Michael, why are you complaining about people attacking the Church? If it's justified, then there is no reason to complain. If it's not justified, then just recall what James wrote in his letter Chapter 1, verses 2 and 3 "My brothers, consider yourselves fortunate when all kinds of trials come your way, for you know that when your faith succeeds in facing such trials, the result is the ability to endure" (Good News Bible).
And they say that Catholics know their Bible...

Michael Kelly (not verified) on Thu, 01/07/2010 - 15:19
Title: re:

Because Fergal, like Pearse: "I hold it a Christian thing to hate evil, to hate untruth, to hate oppression, and hating them to strive to overthrow them". We can't stand idly by in the midst of injustice.

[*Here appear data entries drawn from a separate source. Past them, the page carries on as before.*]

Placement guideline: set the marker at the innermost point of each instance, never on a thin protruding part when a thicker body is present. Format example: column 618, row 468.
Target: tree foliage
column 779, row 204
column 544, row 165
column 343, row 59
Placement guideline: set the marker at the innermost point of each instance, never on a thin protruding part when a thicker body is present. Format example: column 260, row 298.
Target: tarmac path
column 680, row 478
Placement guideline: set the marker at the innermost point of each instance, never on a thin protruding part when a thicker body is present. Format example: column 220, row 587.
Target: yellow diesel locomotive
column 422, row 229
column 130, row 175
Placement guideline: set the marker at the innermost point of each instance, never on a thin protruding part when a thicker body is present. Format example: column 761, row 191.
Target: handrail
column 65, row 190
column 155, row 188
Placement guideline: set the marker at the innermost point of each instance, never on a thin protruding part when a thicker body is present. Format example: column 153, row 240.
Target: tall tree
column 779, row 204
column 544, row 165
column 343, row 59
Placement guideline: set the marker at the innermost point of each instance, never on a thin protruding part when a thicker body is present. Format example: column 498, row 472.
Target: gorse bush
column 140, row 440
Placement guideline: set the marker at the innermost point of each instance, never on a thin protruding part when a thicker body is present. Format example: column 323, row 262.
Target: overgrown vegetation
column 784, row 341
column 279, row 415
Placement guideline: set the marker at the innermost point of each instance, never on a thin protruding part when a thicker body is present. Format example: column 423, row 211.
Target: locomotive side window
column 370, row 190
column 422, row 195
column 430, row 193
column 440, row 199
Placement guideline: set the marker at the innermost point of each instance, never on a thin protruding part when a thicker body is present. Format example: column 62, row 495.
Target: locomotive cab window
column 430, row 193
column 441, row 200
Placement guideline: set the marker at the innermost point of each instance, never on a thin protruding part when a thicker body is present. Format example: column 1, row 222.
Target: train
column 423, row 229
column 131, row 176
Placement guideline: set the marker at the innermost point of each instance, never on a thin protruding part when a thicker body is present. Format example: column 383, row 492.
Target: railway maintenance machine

Michael Kelly (not verified) on Fri, 25/06/2010 - 15:06
Title: re:

The problem with this is Alan that many of the people who seek to hold the Church to a much higher standard than any other institution or seek to constantly remind the Church of past sins while forgiving the past sins of every other institution, do not themselves accept that the Church is a divine institution.

Obviously, from the point-of-view of faith, one is right to expect more from the Church, but too many of the cynical observers are just lining up to heap scorn upon the Church for their own selfish ends.